Now, turn to electricity. About seventy-five percent of our electricity in the US powers buildings. So make them more efficient. Fair enough; we can do this. The Empire State Building did it. The basic concepts apply here: make building loads smaller, then the equipment that services those loads can be smaller, reducing the overall cost of retrofit. In industrial settings, more not-so-sexy technologies can make large strides in energy efficiency, according to Lovins. For example, we use a lot of twisting, small diameter piping in industry; Lovins points out that switches to “fat short straight pipes” can do the trick. And so on, and so on.
Most of the technologies Lovins discusses are not new and make tremendous sense. Where he begins to really make strides however is in making the economic case for each of these solutions.
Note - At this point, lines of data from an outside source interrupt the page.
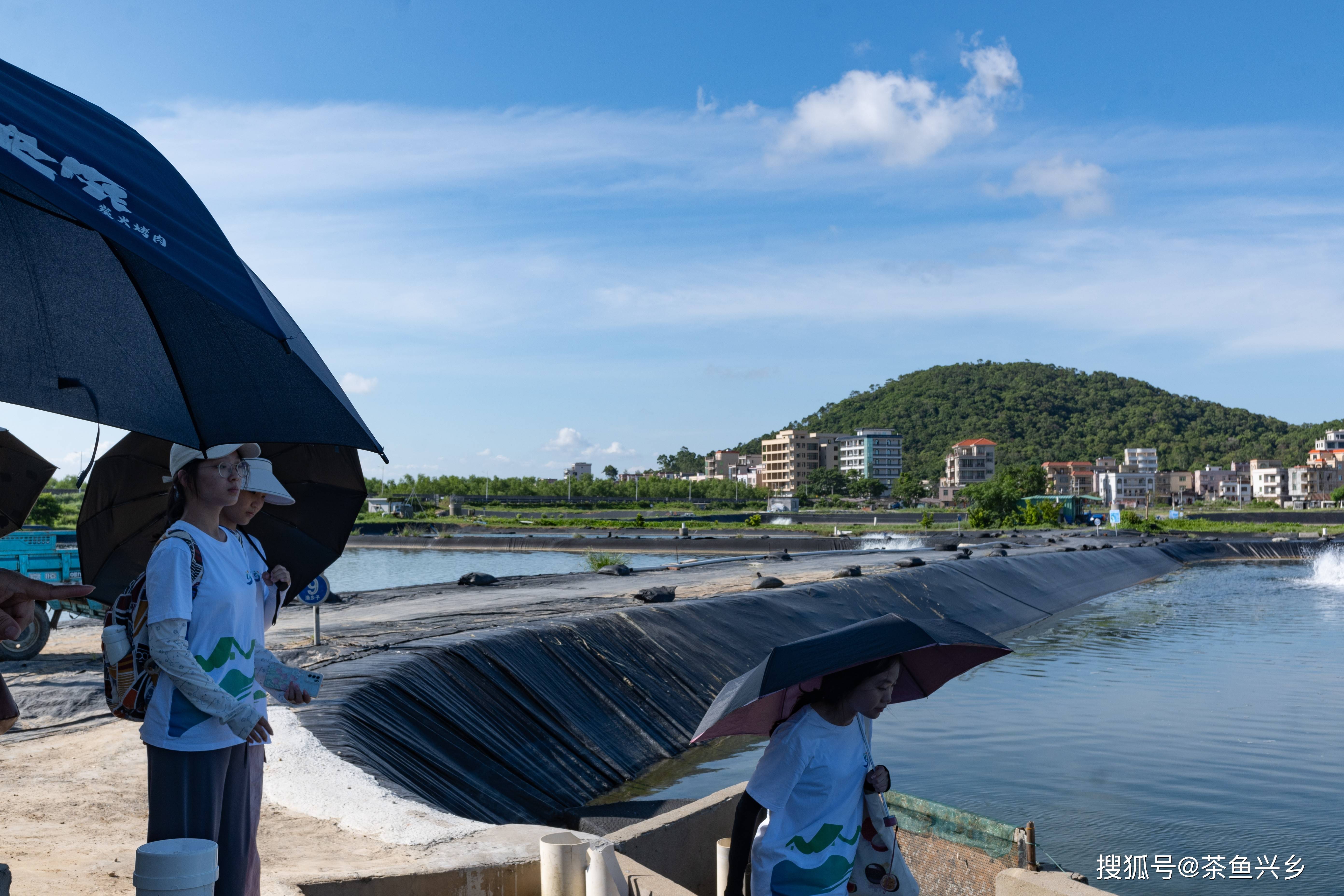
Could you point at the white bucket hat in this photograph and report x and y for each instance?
(181, 456)
(261, 477)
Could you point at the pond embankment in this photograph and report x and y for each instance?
(518, 721)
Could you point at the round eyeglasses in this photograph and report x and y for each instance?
(230, 469)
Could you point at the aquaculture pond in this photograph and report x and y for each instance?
(369, 569)
(1199, 717)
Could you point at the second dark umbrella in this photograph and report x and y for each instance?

Over the last few years I’ve largely thought that we currently know how to make most efficiency gains in any sector of our energy-using world, but it’s the lack of implementation that is holding us back. What’s needed is a mix of creative policy solutions, overall willingness, and what Lovins points out (much more so than I assumed he would have): business solutions. Lovins and RMI consult with some major players (e.g., the BMWs, Wal-Marts, and Dows of the world), and he paints a very promising future of many major industry giants making a move toward efficiency largely because it makes economic sense. Very encouraging in my opinion.
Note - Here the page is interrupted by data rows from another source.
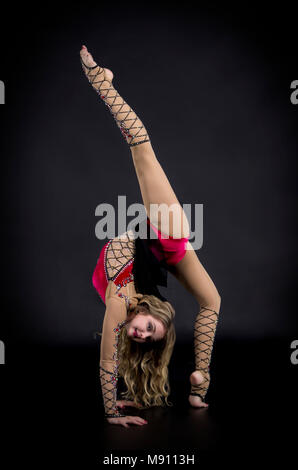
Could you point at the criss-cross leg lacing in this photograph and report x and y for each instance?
(108, 381)
(204, 332)
(130, 125)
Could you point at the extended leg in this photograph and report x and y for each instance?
(154, 184)
(193, 276)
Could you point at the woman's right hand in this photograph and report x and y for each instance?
(124, 420)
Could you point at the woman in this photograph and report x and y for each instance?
(138, 324)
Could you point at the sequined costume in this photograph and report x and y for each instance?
(127, 266)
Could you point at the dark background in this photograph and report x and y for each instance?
(212, 86)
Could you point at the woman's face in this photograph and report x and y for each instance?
(145, 328)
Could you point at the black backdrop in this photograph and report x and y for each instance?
(212, 86)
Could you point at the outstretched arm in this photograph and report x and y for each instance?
(114, 320)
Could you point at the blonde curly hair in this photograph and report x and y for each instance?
(143, 366)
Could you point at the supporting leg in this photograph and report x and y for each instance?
(192, 275)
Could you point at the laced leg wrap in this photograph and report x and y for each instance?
(127, 123)
(109, 392)
(204, 333)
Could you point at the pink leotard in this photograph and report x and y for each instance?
(172, 250)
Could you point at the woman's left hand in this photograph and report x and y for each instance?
(124, 403)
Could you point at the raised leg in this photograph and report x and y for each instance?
(193, 276)
(157, 190)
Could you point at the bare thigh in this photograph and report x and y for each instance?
(156, 189)
(194, 277)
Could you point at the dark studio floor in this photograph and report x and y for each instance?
(52, 410)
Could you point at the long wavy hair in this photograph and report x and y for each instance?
(144, 366)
Lovins also spends some time reassuring us that renewables can integrate into the smart grid seamlessly. He highlights Germany, Portugal, and Denmark as countries making tremendous strides of late, getting 30-50% of their electricity from combinations of wind and solar (largely wind). Wind and solar are both highly variable in nature, but Lovins attempts to make the point that wind and solar (with average capacity factors of ~25% and ~15%, respectively, albeit with large geographic variations), when combined with efficiency and ‘smart grids’ can make up for the full-time 80-90% typical capacity factors of base load coal and nuclear plants without heavy reliance on energy storage. Personally, I think it’s a bit of a stretch to take his word on this without more research on statistical distributions of wind and solar output, but he also softly/indirectly acknowledges this shortcoming in his talk (I should note that others are currently working on this kind of research, particularly in California).
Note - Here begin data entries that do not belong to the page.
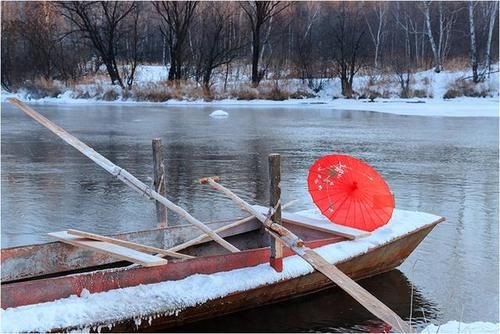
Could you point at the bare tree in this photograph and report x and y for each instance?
(377, 28)
(305, 16)
(348, 33)
(100, 22)
(491, 12)
(473, 49)
(446, 20)
(177, 17)
(216, 45)
(259, 13)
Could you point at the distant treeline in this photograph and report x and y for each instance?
(195, 40)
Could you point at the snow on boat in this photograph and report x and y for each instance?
(59, 287)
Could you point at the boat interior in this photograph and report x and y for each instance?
(58, 259)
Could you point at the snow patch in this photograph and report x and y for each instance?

In the end, Lovins outlines an energy future that can save $5 trillion, multiply the US economy 2.6 fold, and drop oil, coal, and nuclear reliance to zero. It’s a high-level plan and assessment, but I applaud him for laying it out. It helps motivate me, and I think implicit in his talk is the need for many of us to be working hard on solutions at every level of the energy sector. If we find holes, let’s patch them and revise the plan.